Right, Brian. We'll see about the W-CDMA licensing fees when the terms are officially announced. Not a day sooner. I'm not going to run around spreading rumors like certain people close to Qualcomm. If you really believe the widely circulated claims that Qualcomm will get a 5% licensing fee of all W-CDMA equipment manufactured, by all means keep your money invested in Q. However, the Ericsson-Q agreement is *not* some industry-wide acknowledgment of the size of Qualcomm's licensing demands on W-CDMA. That's a pipe dream.

There are half a dozen companies claiming to be "a leader in W-CDMA". Nokia has key W-CDMA development deals with leading companies in China, Korea and Japan - the three most crucial markets in early deployment of W-CDMA. That's a fact. I wouldn't listen to the spin so much as pay attention to what companies have landed the support of NTT-DoCoMo, Korea's biggest CDMA operator and China's most influential mobile technology development unit. W-CDMA licensing fees have not been set and they will have to be reasonable to all companies holding IPR.

As far as technology issues are concerned, you might find out that the biggest commercial technology break-throughs in 2000 are Bluetooth, EPOC, WAP and GPRS/EDGE. Most investors miss the point of these open standards. The profits their implementation creates are not spread across the industry. They flow to companies that were the earliest, core developers of these technologies and get the products to the market first. Late licensees will have to play catch-up. Those companies who only woke up to WAP and Bluetooth this summer are badly behind. Many manufacturers talk about high data rates. But almost 30 operators have now started implementing GPRS. The operators are talking with their wallets. Money talks - rest is spin. Of course there are dozens of people badmouthing GPRS in Geneve - they're running scared because the financial momentum is impressive.

Darrell - it's common knowledge that the most recent GSM gear can now offer 12-15 times analog performance. And that's going up. The IS-95/GSM performance gap in the real world bears no resemblance to the gushy PR material descriptions. You might want to talk to Vodafone engineers on this topic. They usually have some interesting stuff to say - and they are seeing the real performance of these standards, since the company operates both kinds of networks.

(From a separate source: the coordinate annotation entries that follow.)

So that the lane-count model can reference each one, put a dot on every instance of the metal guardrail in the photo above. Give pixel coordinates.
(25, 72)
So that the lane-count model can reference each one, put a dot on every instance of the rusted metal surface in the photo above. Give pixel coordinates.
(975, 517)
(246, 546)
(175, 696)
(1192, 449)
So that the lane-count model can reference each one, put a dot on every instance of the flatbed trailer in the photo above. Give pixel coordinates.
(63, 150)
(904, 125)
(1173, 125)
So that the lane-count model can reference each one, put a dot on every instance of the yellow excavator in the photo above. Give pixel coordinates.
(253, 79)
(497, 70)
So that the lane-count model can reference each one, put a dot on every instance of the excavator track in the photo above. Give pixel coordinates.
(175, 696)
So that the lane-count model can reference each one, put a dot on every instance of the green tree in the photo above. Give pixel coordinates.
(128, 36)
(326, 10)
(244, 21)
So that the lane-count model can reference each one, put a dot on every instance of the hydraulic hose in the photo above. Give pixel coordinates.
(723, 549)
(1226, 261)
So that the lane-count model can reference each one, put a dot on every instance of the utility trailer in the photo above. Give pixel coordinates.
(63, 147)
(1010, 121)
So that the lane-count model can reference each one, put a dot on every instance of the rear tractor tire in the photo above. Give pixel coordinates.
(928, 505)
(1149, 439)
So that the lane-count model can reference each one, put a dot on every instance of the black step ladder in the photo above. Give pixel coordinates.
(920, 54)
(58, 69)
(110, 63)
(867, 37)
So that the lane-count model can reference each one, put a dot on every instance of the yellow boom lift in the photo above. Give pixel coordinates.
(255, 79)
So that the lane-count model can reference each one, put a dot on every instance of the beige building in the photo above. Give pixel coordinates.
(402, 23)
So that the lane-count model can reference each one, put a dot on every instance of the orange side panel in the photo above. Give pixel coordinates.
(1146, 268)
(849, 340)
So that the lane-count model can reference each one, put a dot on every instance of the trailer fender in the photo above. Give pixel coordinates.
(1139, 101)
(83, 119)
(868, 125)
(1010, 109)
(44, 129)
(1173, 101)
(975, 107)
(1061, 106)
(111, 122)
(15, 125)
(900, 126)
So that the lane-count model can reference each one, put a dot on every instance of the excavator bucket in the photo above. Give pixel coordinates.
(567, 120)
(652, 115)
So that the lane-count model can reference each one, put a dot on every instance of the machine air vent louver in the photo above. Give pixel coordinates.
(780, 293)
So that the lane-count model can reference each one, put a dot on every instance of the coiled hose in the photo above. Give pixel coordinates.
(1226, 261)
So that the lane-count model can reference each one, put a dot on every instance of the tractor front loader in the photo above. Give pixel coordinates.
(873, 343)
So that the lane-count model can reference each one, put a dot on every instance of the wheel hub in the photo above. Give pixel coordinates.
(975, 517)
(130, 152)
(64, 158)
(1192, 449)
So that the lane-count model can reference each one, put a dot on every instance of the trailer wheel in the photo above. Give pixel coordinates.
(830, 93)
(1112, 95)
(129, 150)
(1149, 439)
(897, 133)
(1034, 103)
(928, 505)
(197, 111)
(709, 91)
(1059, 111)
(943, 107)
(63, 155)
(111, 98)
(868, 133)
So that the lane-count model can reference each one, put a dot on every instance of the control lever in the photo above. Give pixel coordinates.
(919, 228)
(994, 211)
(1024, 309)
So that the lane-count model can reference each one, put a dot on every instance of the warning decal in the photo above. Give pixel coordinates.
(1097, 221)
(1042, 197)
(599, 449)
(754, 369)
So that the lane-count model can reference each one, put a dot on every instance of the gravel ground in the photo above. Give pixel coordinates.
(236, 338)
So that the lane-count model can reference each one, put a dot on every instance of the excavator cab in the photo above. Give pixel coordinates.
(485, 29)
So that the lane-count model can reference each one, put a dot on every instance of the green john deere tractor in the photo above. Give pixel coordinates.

Quincy - Sprint's text message service is breaking down weekly in some area or another. Sometimes the messages get delivered 6 hours late, sometimes 24 hours late, sometimes they apparently vanish. Telecom Italia Mobile is now handling 3 million text messages a day. And let me tell you - that level can't be reached without reliable, speedy service. Once customers lose their trust in mobile text messages as a viable alternative to e-mail, it's pretty hard to get it back.